Dorothy Godwin knows, and does not know, this. She has the gift of forgetting.
There is much to forget in Outer Maroo. In Outer Maroo, forgetting and honour are as crucial to survival as a good artesian bore.
Dorothy Godwin pushes the cardboard core of the unravelled bolt of cloth across the counter. 'Mercy, the blue.'
The blue streams silkily through Mercy's fingers.
The eyes of Mrs Dorothy Godwin move from face to face. Everyone watches everyone else, warily, eye to eye. Everyone understands that such mutual vigilance is necessary. Mercy thinks of a story in the school reader: the one of the little boy who kept his fist in the dyke all night. If anyone slacks in the hard communal duty of forgetting, she thinks, who knows what sort of inundation will drown the town?

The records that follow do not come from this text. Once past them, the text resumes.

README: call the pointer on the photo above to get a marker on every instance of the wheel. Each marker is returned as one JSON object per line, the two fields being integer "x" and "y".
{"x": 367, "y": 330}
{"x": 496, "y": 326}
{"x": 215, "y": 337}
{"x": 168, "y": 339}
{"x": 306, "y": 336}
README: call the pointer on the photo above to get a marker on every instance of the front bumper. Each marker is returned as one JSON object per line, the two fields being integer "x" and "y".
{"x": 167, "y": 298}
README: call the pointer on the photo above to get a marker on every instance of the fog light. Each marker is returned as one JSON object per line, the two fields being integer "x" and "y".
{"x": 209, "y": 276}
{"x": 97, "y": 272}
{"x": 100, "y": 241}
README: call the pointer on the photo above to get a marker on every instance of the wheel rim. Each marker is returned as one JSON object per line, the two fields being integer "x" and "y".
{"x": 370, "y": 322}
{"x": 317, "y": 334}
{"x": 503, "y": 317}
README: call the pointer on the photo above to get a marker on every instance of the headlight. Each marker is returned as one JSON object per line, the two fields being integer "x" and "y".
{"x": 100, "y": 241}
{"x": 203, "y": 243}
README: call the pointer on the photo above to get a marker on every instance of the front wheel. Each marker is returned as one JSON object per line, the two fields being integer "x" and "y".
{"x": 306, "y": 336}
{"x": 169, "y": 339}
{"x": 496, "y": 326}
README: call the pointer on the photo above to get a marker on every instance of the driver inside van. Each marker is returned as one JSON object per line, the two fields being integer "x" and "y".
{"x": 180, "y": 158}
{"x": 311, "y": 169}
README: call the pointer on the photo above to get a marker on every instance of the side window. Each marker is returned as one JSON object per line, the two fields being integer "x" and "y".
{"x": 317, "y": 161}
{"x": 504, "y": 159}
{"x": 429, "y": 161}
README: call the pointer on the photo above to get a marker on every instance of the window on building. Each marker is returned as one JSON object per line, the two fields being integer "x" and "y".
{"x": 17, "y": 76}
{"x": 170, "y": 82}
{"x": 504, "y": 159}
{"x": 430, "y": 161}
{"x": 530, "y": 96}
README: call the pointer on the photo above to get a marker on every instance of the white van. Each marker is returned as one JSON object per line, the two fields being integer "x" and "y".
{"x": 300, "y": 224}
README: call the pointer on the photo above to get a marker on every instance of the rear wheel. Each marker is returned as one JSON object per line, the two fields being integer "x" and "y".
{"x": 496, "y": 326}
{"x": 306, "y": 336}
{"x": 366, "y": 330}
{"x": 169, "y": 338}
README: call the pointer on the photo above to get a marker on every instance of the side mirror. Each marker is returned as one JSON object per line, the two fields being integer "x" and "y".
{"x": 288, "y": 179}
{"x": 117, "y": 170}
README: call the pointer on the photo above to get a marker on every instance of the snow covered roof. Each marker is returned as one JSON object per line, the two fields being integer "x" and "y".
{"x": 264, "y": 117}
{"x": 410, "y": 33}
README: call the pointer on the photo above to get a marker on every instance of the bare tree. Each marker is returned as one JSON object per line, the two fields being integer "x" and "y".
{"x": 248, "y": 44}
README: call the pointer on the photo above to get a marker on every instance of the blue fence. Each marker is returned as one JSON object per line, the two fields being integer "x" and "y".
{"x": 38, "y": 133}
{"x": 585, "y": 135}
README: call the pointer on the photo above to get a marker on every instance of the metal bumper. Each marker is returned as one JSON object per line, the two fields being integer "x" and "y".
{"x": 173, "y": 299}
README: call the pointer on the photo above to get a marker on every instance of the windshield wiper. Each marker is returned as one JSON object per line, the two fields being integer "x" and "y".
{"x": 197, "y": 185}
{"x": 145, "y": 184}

Alice folds herself over her stomach and whimpers.
'Well,' her mother sighs. 'It can't be helped.'
No, people murmur.
What's done is done, they sigh; and any stranger would instantly conclude: here is a group of people bound by guilt; they dread, and constantly expect, retribution. Or, conversely: here is a group of innocent people dazed by awful circumstance; they know that the weight of evidence is overwhelmingly and unjustly against them; they wait haplessly for a harsh and wrongful judgment to be handed down.
'What's done is done,' Dorothy Godwin says.
As though a secret signal has been passed, there is an exodus, carefully unhurried, of Godwins and of several others who have recalled pressing business at far reach. Beyond the verandah, red dust and exhaust fumes plume around their idling cars. As soon as they have seen the new arrivals, they will leave, but they need to know who is coming. They need to take stock. After that, they will go.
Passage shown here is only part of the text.